Retailer agrees to drop clause banning third-party traders from selling products cheaper elsewhere
Amazon has agreed to drop a clause which banned third-party traders from selling products cheaper elsewhere, following the intervention of the Office of Fair Trading.
Currently, third-party traders are forced to charge the same amount on any other platform as they do on Amazon but independent and rival websites can now undercut it, according to the consumer watchdog.
After numerous complaints from traders using the amazon.co.uk Marketplace platform the regulator opened a formal investigation into the price parity policy in October last year. Amazon says on its website that the rule is "critical to preserve fairness for Amazon customers" who expect to find low prices. The clause meant that a trader could not sell a product, including the delivery charge, for a lower price on its own website or another site such as eBay or play.com. Amazon can suspend sellers who break the rules.
The OFT welcomed Amazon's decision and said it would end the investigation prematurely and would not be drawn on whether or not the company had broken the law. The watchdog had become concerned that the policy was affecting prices and was potentially anti-competitive.
There are 2m third-party traders using Amazon throughout the world, although the company does not break this down by region or country.

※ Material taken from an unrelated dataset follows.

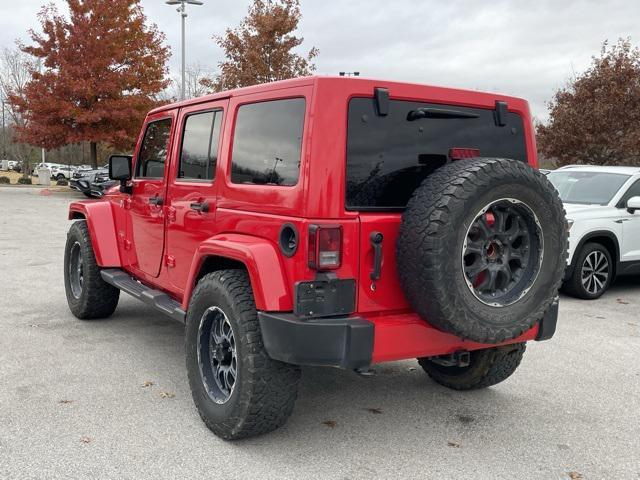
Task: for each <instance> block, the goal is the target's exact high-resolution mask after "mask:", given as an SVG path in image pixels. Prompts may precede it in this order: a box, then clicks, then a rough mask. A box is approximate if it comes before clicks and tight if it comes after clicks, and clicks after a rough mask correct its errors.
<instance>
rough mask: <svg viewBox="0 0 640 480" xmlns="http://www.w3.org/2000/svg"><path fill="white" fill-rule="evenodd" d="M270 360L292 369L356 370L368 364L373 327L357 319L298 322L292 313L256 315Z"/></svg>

In the runup to last Christmas, almost two in five items bought on the site were sold by small traders.
A similar investigation has taken place in Germany, and the inquiry by its Federal Cartel Office remains ongoing.

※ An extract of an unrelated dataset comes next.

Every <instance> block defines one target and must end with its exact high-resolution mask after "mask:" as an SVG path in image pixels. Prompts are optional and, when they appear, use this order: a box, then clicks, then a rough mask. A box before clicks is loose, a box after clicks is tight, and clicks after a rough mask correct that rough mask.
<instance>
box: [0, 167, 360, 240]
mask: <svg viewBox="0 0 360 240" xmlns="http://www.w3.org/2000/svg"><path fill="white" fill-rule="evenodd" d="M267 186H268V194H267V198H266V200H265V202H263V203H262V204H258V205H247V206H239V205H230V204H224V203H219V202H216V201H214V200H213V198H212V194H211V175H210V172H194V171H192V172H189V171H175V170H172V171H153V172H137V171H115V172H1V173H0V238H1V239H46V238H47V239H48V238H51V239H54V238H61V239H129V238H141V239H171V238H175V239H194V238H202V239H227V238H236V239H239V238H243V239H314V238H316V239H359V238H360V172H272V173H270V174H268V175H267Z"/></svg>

Cavendish Elithorn, the OFT senior director of goods and consumer, said: "We welcome Amazon's decision to end its Marketplace price parity policy across the EU.
"As Amazon operates one of the UK's biggest e-commerce sites, the pricing on its website can have a wide impact on online prices offered to consumers elsewhere. We are pleased that sellers are now completely free to set their prices as they wish, as this encourages price competition and ensures consumers can get the best possible deals."

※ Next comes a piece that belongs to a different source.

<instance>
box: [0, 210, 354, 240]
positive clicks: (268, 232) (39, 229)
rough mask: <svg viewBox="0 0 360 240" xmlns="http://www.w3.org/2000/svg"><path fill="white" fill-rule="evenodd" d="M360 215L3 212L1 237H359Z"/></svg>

It is understood that the rule will still stand for US users and traders. Amazon's website said: "We believe that price is an important factor in customer buying decisions. Accordingly, we ask sellers who choose to sell their products on amazon.co.uk not to charge customers higher prices on Amazon than they charge customers elsewhere. Customers trust that they'll find consistently low prices and other favourable terms on amazon.co.uk and we think this is an important step to preserve that trust."
Amazon's Marketplace has faced a backlash from traders in the past.This year the Guardian revealed that the company had imposed fee rises on third parties selling consumer electronics, automotive parts and other goods. Some of the busiest traders in the UK saw the cut they paid to Amazon soar from 7% to 14%, and in Germany fees for tyre sellers lifted from 7% to 10%.
The OFT said it would continue to monitor the online retail sector to see if price parity rules were used by other online businesses and revealed it had 14 cases open under the Competition Act.